Davis Advisors Streetwide Conference Call: part 1

Davis Advisors Streetwide Conference Call: part 1

On 29 September 2015, Davis Advisors hosted a conference call with a group of US-based financial advisers. From Davis Advisors were Chris Davis (CD), Chairman, Portfolio Manager and Research Analyst and Danton Goei (DG) – Portfolio Manager and Research Analyst. This is the first of a three-part series.

The economic environment and markets
CD: The first goal of the call is to provide some perspective and context on the market. There’s been an enormous amount of turmoil. There’s a lot of anxiety. We also want to talk about the risks and our outlook for the market.

I want to start with a general thought: we all want lower prices.
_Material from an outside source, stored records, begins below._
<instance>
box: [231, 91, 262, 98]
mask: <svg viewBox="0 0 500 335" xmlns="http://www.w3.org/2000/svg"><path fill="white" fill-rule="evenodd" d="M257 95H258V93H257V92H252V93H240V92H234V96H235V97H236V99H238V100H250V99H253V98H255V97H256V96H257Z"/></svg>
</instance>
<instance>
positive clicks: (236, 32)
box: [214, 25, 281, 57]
When prices are high, everybody says, “Gee, I would buy that company if only it were 20 percent lower,” or, “I had my chance and I passed. I wish I could get that chance again.”

We all want lower prices, but we do not want the uncertainty that creates lower prices. We all know that the most difficult clients that you have are those whose conviction is correlated with market prices.

These clients become more optimistic the higher prices go. They’re more pessimistic the lower prices go. They’re difficult clients because the tendency will constantly be to buy high and sell low.

We’re in an environment now where the lower prices go, the more uncertainties seem to grip us, often driven by the trumpets of the media.

In terms of the longer-term perspective, uncertainty is the constant. What varies is our perception about it.

When we went into this year, the market had a five-year return of about 16 percent. That was an incredible run and was one of the longest periods without a correction in market history. We all knew there had been a significant recovery and as such, people expected this to be a more difficult year.

I remember I really started in business around 1987 and we all remember the crash of ’87. Crash, the market down. However, we forget that the market was up slightly that year. What we remember is the decline from the peak.

However: what really matters isn’t the prices or what prices have done. What matters is value.

What are the underlying values of the businesses that make up the market? In today’s prices, current year earnings are about 16 times trailing earnings.

This equates to a six percent earnings yield. I think it’s important to realise that this is a perfectly reasonable starting point for investors. It certainly doesn’t ring the bell for market lows. It’s certainly not anywhere near bubble territory and it’s very attractive given the alternatives.

That doesn’t mean the correction can’t continue. It just means that we aren’t standing on the edge of what we would call a fundamental abyss when we look at the longer-term perspective of what expectations should have been going into this year.

DG: There’s always something to worry about, but we really try to parse it out and figure out what’s going to impact the economy and what’s going to impact the earnings of companies.

The list of things that we are focusing on at the moment include:

  • The dysfunction in Washington, DC.
  • Immigration reform – a lot of our knowledge-based companies can’t get the workers they need.
  • Corporate tax reform is long overdue – the US has one of the highest corporate tax rates in the world. We have a strange system that incentivises companies to park money abroad and not invest to the US.
  • The international slowdown, specifically in the emerging markets. There are some dramatic examples such as Brazil, where the slowdown was dramatic one year to the next, and where the outlook is pretty dismal.
  • China is very topical; it’s such a big part of the world economy that we feel it’s very important for us to be on top of it.
  • Commodities and the drop in those prices.
  • International stability or instability.
  • Geopolitics in the Middle East and in the Euro Zone.
  • What’s happening with the Fed and interest rates?

There’s a long list of things that we do as a group and as a research team and importantly, we constantly talk to management teams to understand how these factors are impacting their businesses.

On risk
CD: Where you see a lot of risk in the world is often where we want start looking. But the opposite is also true and this is a key point for clients; usually the greatest risk is where people feel the safest.

That is a point we always want to bring home. We have to look at businesses, take risks into account. But we also want to look for risks where people feel safe.

I always like to mention that a one percent move in interest rates wipes out 21 percent the value of a 30-year bond at today’s rates. That same one percent move wipes out almost nine percent of the value of a 10-year government bond.

That’s a lot of risk where people don’t think they’re taking risks…and usually that’s where risk lurks.

The most important macroeconomic factor to consider is what can happen in the world that reduces the earnings of the companies that you own. Because it’s those earnings that drive value.

The prices can swing around, perception about earnings can create volatility, but really what matters is the cash produced by the businesses that we own.
We believe we are in an environment that is increasingly separating out stock pickers.

We want to invest in high-quality companies with strong corporate governance, a competitive advantage, strong balance sheets, and strong free cash flow generation.

At Davis we have two key goals in managing money. Firstly, we want to grow the value of the savings that investors have entrusted to our care. Secondly, of course, we want to beat the market over time after fees.

We have to reorient that mindset to that old saying of my grandfather’s, that you make most of your money in a bear market. You just don’t realise it at the time.